Hospitais públicos podem ficar sem medicamentos nos próximos dias: Estado deve mais de 6 mil milhões e fornecedores ponderam cortar fornecimento de medicamentos
Moçambique enfrenta o risco iminente de ruptura no fornecimento de medicamentos e materiais hospitalares, com empresas e associações do sector privado a ponderarem suspender a prestação de serviços ao Estado. O motivo é a dívida acumulada de mais de 6 mil milhões de Meticais que o Governo deve a fornecedores da área da saúde, que alegam não ter mais capacidade financeira para continuar a sustentar o sistema, sob pena de colapso das suas operações.

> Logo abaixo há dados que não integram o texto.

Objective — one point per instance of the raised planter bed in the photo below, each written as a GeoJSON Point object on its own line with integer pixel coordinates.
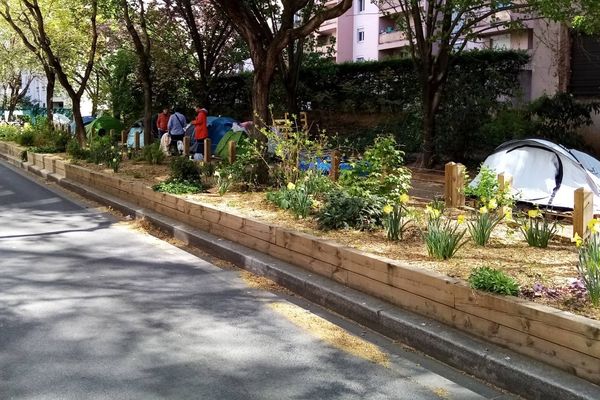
{"type": "Point", "coordinates": [559, 338]}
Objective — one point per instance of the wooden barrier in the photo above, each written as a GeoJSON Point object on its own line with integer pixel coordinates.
{"type": "Point", "coordinates": [583, 211]}
{"type": "Point", "coordinates": [454, 185]}
{"type": "Point", "coordinates": [231, 151]}
{"type": "Point", "coordinates": [207, 150]}
{"type": "Point", "coordinates": [559, 338]}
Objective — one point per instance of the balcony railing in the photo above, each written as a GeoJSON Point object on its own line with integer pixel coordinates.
{"type": "Point", "coordinates": [389, 37]}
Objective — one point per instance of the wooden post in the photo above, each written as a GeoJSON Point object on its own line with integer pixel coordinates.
{"type": "Point", "coordinates": [207, 150]}
{"type": "Point", "coordinates": [186, 145]}
{"type": "Point", "coordinates": [583, 211]}
{"type": "Point", "coordinates": [504, 183]}
{"type": "Point", "coordinates": [334, 172]}
{"type": "Point", "coordinates": [454, 185]}
{"type": "Point", "coordinates": [232, 151]}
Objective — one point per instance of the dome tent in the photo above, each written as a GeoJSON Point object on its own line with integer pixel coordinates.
{"type": "Point", "coordinates": [545, 173]}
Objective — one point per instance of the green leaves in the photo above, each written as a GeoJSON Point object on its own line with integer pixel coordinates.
{"type": "Point", "coordinates": [494, 281]}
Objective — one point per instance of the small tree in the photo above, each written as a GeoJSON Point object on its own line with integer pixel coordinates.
{"type": "Point", "coordinates": [436, 30]}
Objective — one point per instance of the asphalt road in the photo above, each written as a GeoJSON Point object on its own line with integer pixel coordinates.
{"type": "Point", "coordinates": [90, 309]}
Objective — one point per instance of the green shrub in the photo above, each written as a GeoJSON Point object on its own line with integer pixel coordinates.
{"type": "Point", "coordinates": [494, 281]}
{"type": "Point", "coordinates": [76, 152]}
{"type": "Point", "coordinates": [589, 262]}
{"type": "Point", "coordinates": [293, 198]}
{"type": "Point", "coordinates": [184, 169]}
{"type": "Point", "coordinates": [153, 154]}
{"type": "Point", "coordinates": [380, 172]}
{"type": "Point", "coordinates": [537, 230]}
{"type": "Point", "coordinates": [178, 187]}
{"type": "Point", "coordinates": [343, 211]}
{"type": "Point", "coordinates": [481, 228]}
{"type": "Point", "coordinates": [26, 138]}
{"type": "Point", "coordinates": [443, 238]}
{"type": "Point", "coordinates": [395, 218]}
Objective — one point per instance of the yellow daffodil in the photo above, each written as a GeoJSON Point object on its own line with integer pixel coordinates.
{"type": "Point", "coordinates": [534, 213]}
{"type": "Point", "coordinates": [577, 240]}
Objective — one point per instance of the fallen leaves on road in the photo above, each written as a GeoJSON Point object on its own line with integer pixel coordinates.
{"type": "Point", "coordinates": [331, 333]}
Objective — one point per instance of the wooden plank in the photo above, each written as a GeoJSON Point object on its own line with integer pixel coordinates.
{"type": "Point", "coordinates": [423, 283]}
{"type": "Point", "coordinates": [583, 211]}
{"type": "Point", "coordinates": [563, 328]}
{"type": "Point", "coordinates": [567, 359]}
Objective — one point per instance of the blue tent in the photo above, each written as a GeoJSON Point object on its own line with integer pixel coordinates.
{"type": "Point", "coordinates": [217, 128]}
{"type": "Point", "coordinates": [86, 121]}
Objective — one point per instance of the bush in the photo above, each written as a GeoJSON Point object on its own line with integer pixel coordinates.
{"type": "Point", "coordinates": [343, 211]}
{"type": "Point", "coordinates": [380, 172]}
{"type": "Point", "coordinates": [537, 230]}
{"type": "Point", "coordinates": [76, 152]}
{"type": "Point", "coordinates": [153, 154]}
{"type": "Point", "coordinates": [184, 169]}
{"type": "Point", "coordinates": [443, 238]}
{"type": "Point", "coordinates": [494, 281]}
{"type": "Point", "coordinates": [481, 228]}
{"type": "Point", "coordinates": [178, 187]}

A informação foi avançada à TORRE.News por Alexandre Fernandes, CEO da SwissLab e Vice-presidente para a área da Saúde na Confederação das Associações Económicas de Moçambique (CTA). Segundo o empresário, as empresas que operam na importação e distribuição de medicamentos, reagentes laboratoriais e outros insumos hospitalares estão à beira da falência, pressionadas por dívidas acumuladas há anos e pela ausência de respostas concretas por parte do Governo.
“Temos organizações e associações com facturas em atraso. Já se ponderou várias vezes cortar o fornecimento, mas há sempre a componente social. É que, se param, os pacientes morrem”, alertou Fernandes, sublinhando que os contratos com o Estado exigem fornecimento antecipado com pagamento diferido, muitas vezes com atrasos superiores a dois anos.
Segundo os fornecedores, a gestão dos contratos por parte do Estado agrava ainda mais a situação. Denunciam que continuam a ser lançados concursos públicos sem que estejam mobilizados os fundos para a sua execução, em clara violação da Lei de Contratação Pública, que exige a garantia prévia da verba antes da adjudicação. “Os contratos até preveem adiantamentos mediante garantias bancárias, mas quando chega o momento da execução, o Estado alega não ter fundos disponíveis”, afirmou a mesma fonte.
A crise chega num momento em que vários hospitais públicos do país já enfrentam ruptura de stock de medicamentos essenciais, colocando em risco a vida de milhares de doentes, incluindo grávidas, crianças e pessoas com doenças crónicas. Em diversas províncias, os relatos de falta de fármacos e materiais básicos têm-se multiplicado, agravando ainda mais a fragilidade do sistema nacional de saúde.
O sector privado, que historicamente tem sustentado grande parte da cadeia de fornecimento ao Estado, alerta que já não possui margem de manobra para continuar a financiar o serviço público de saúde, tendo em conta os encargos bancários e a falta de garantias de pagamento. “Por causa do risco, neste momento escolhemos a dedo os contratos. O negócio com o Estado passou a ser uma ameaça à sobrevivência das empresas”, lamentou Fernandes.
Caso o Governo não regularize urgentemente a dívida, o país poderá assistir nos próximos dias a um cenário crítico de colapso no abastecimento de medicamentos aos hospitais públicos. O alerta fica lançado num contexto em que a saúde pública continua a ser um dos sectores mais sensíveis e frágeis, onde qualquer interrupção pode custar vidas humanas.